選択の結果。
完全に昼夜逆転した論です。このままではまずい......
「リゼル、今回の旅は楽しかった?」
「前半は面倒事で大変だったし、レシアと一緒にいれない時間もあったで不満だったけど、まあ楽しかったかな」
「そう、なら良かった」
旅を楽しめたというリゼルの感想を聞きレシアは嬉しそうに微笑む。
約十日間、旅を満喫したリゼルとレシアは魔法使いの国を去ることにした。今は馬車が出発するまでの待機時間、二人はこの国での思い出に浸っている。
「......最後にソロン達に会いたかったね」
ふいにレシアが呟く。依頼を終えたあの日以来、ソロンとは一度しか会っていない。それもソロンの方から改めてお礼がしたいと言われ、軽く食事を摂っただけ。互いの事情はあれど国にいる間はもう少し一緒にいる時間があっても良かったとレシアは思っていた。
「まあ、俺ら目線でソロンを見る分にはいい事だと思うよ」
「どういう意味?」
寂しそうな表情を浮かべるレシアに気を使ってか、馬車から街を眺めるリゼルは言葉を返す。
「時間帯はわかんないけど、俺らと会えないって事は多分今のソロンはそれなりに忙しいんだろうね。で、それは今まで受けてきた冷遇が変わってきたからだよ。正確には戻ってきてるかな?」
「えっと......どういうこと?」
「つまり、また魔法が使えるようになったから、魔法を使えなくなる前と同じ生活を送れてるって事」
「そう、なの?」
「そうだよ。多分」
「......そっか」
まだよく理解出来てないのか、それとも別の理由か少し暗そうな雰囲気でレシアは相槌を打った。その様子が気になり、どうしたのかとリゼルが問えば、彼女は不安げにぽつりと言葉を漏らした。
「今のソロンの生活が元通りになったなら、私達が何かする必要もなかったのかな?」
「レシア、それは結果論だよ」
「......じゃあ、リゼルはどう思うの?」
「さぁ? どうだろうね」
「リゼルも、わからない?」
小首を傾げて見つめるレシアの仕草に「かわいい」と思わず本音を漏らしつつ、冷静に彼女の言葉について考える。
ソロンが不幸な目にあっていたのは原因は国の悪ガキ達のいじめであり、それを解決したからにはレシア達、少なくともリゼルの行動は意味があっただろう。

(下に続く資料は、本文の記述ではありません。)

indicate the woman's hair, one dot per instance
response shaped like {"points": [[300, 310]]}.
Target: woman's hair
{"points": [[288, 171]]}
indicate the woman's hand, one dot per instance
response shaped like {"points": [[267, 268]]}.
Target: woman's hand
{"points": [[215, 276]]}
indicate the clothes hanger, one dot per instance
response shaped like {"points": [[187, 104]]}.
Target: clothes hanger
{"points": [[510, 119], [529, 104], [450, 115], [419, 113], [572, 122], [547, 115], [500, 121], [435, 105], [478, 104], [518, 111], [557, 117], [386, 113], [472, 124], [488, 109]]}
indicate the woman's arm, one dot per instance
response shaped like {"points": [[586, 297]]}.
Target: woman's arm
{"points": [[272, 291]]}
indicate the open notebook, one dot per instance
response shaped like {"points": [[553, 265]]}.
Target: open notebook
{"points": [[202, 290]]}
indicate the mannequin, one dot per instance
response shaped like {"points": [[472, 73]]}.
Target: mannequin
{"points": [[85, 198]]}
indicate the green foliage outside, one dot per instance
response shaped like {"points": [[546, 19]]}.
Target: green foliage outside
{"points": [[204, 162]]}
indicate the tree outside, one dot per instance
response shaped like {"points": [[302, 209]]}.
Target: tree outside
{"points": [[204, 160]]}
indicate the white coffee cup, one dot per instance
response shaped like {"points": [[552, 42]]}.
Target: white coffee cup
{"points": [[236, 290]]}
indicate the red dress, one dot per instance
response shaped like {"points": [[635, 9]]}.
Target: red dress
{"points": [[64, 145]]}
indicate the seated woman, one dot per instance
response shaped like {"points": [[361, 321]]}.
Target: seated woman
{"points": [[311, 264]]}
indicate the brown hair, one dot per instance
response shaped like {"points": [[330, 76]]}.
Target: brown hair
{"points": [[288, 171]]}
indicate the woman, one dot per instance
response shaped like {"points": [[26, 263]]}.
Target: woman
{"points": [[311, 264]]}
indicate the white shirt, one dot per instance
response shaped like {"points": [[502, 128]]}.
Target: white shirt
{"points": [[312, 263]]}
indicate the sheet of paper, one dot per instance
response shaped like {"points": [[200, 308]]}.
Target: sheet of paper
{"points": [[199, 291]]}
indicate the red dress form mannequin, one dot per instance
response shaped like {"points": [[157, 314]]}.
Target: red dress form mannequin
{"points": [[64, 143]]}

だが、ソロンの待遇とその対応については、言ってしまえばリゼル達が何かをする必要はなかったかもしれない。本当に辛いのであればこの国を抜け出し他の国に行くという手もあった。逃げるという選択もあった。
(諸悪は間違いなくあの三馬鹿のいじめだ。けど、ソロンが苦しんだのはこの国の環境が理由なのも間違いじゃない)
苦しむくらいなら、別に逃げてもいいだろう。それは間違いじゃないはずだ。自分がそうだったからか、リゼルはそう思っていた。
(でもソロンは逃げなかった。逃げなかったから、失っていた日常を取り戻すことが出来た。魔法が使えなくなる前と同じ日常を取り戻した)
少し遠く、リゼルの視界が僅かに捉えたそこには、二人の少年少女が仲良く並び飛行している姿があった。
(前よりも、か......)
その様子にリゼルは納得したように微笑んだ。
「俺は未来視持ちじゃないからね。その時最善だと思った合理的行動を取ってるだけ。もしかしたらの話は結果論でしかない。だから本当は何が正しかったかなんて、俺にもわからないよ」
「そっか......」
残念そうに顔を伏せるレシアを横目に「でもまあ」とリゼルは言葉付け足した。
「餓死しかけてたバカ一人を救えたのは、レシアの選択の結果だよ」
「うん、そうだね」
確かにソロンはこの国の環境に苦しめられただろう。それでも今のソロンは、この国で笑っていた。